Here are the 10 principles of the “beautiful advocacy” we are working towards:

1. It’s innovative. While we draw our inspiration from the great advocates who came before us (“Our Professors”), we believe that technology offers advocates unprecedented opportunities for innovation. Innovation must never be an end in itself, but a means to more effective advocacy.

2. It gets results that matter. An advocacy campaign is built to change the world for the better. Beautiful advocacy puts the need for meaningful results at the center of its work while leaving behind the extraneous elements that detract from this goal. It defines its results not just by the policies it seeks to change but by the real impact of these changes on the people it serves.

3. It makes policy understandable. There is power in clear communication that results in genuine understanding. Beautiful advocacy explains its policy goals in plain, concise and inclusive language. When done right, the vehicles it uses to communicate these policies reinforce this language with simple and assessable design.

4. It’s honest and open. Beautiful advocacy does not state that a policy is more innovative, powerful or valuable than it really is. It does not attempt to manipulate the public or policymakers with promises that cannot be kept. It clearly explains where its funding comes from, what commitments were made to secure it and how it is spent. Communications with the public have the same tone, candor, timeliness and information as communications inside the organization.

5. It’s collaborative. Effective advocacy requires coordinated action across a large number of people with rapid turnaround and maximum flexibility. This requires clear, candid and real-time collaboration both internally between departments and externally with the diverse strategic partners required for a complete effort.

6. It’s persistent. Changing things is much harder than preserving the status quo. Failure is likely to be frequent, public and painful. Success only comes from persistence, from refusing to take no for an answer in the face of stiff resistance time and time again.

7. It’s long-lasting. Real change takes a lot longer than anyone wants to admit at the outset. Beautiful advocacy plans for the long term by recruiting staff who look out for each other, making room in its campaigns for people to spend time with their families and providing its volunteers and supporters with the skills, training and knowledge to emerge as future leaders of the movement.

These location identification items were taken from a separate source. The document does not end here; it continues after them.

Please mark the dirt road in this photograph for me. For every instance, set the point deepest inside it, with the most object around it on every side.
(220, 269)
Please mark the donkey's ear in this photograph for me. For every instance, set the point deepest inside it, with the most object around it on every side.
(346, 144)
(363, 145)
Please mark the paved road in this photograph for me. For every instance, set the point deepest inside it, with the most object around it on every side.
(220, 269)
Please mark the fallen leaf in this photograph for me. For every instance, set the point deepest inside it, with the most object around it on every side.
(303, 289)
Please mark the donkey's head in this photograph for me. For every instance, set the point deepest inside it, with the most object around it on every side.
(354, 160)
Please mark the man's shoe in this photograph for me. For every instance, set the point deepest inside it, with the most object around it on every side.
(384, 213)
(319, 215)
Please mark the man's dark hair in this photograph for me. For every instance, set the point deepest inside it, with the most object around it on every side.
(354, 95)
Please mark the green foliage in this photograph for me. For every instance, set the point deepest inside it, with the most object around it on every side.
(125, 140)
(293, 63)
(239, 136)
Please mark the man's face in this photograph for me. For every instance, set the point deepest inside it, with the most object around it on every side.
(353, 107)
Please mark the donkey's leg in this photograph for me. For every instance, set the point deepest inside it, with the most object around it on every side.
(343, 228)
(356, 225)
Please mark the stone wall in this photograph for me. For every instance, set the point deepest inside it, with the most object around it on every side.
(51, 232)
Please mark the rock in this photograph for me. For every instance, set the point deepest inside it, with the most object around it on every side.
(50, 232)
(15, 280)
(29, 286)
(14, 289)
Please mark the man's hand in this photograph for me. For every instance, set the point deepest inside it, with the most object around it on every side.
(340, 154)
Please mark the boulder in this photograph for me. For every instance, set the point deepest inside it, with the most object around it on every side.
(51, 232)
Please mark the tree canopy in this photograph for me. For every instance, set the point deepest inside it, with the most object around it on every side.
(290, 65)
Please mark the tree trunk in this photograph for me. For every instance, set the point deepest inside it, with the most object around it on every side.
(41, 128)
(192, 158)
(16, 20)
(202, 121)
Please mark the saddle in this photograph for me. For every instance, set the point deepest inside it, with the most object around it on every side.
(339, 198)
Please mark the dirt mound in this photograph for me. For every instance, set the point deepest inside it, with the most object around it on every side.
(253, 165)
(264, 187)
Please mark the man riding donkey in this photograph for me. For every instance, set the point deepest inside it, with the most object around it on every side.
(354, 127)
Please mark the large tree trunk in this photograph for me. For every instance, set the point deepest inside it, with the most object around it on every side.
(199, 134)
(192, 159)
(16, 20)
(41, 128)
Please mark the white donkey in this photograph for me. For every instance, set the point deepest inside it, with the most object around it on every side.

8. It’s thorough down to the last detail. Nothing in an advocacy campaign can be arbitrary or left to chance. Care and accuracy in the advocacy planning process show respect towards the issues and the people we serve. This means only recruiting and collaborating with people absolutely committed to their craft—whether it is building the best database or coordinating a visually powerful rally or drafting the most thoughtful policy proposal.

9. It’s artistic. The aesthetic quality of an advocacy campaign is integral to its success because only art can simultaneously touch the senses, emotions and intellect. It is the soul of every beautiful campaign. Effective advocates respect and honor both art and the artists who create it.

10. It’s less but more. Excellence is a function of focus. Beautiful advocacy concentrates on the essential aspects needed to secure the change it seeks. Its policy goals are limited in number and not obscured by non-essentials elements. It makes efficient use of every advocacy dollar and every advocacy hour. It ensures every element of its advocacy plan is there for a reason.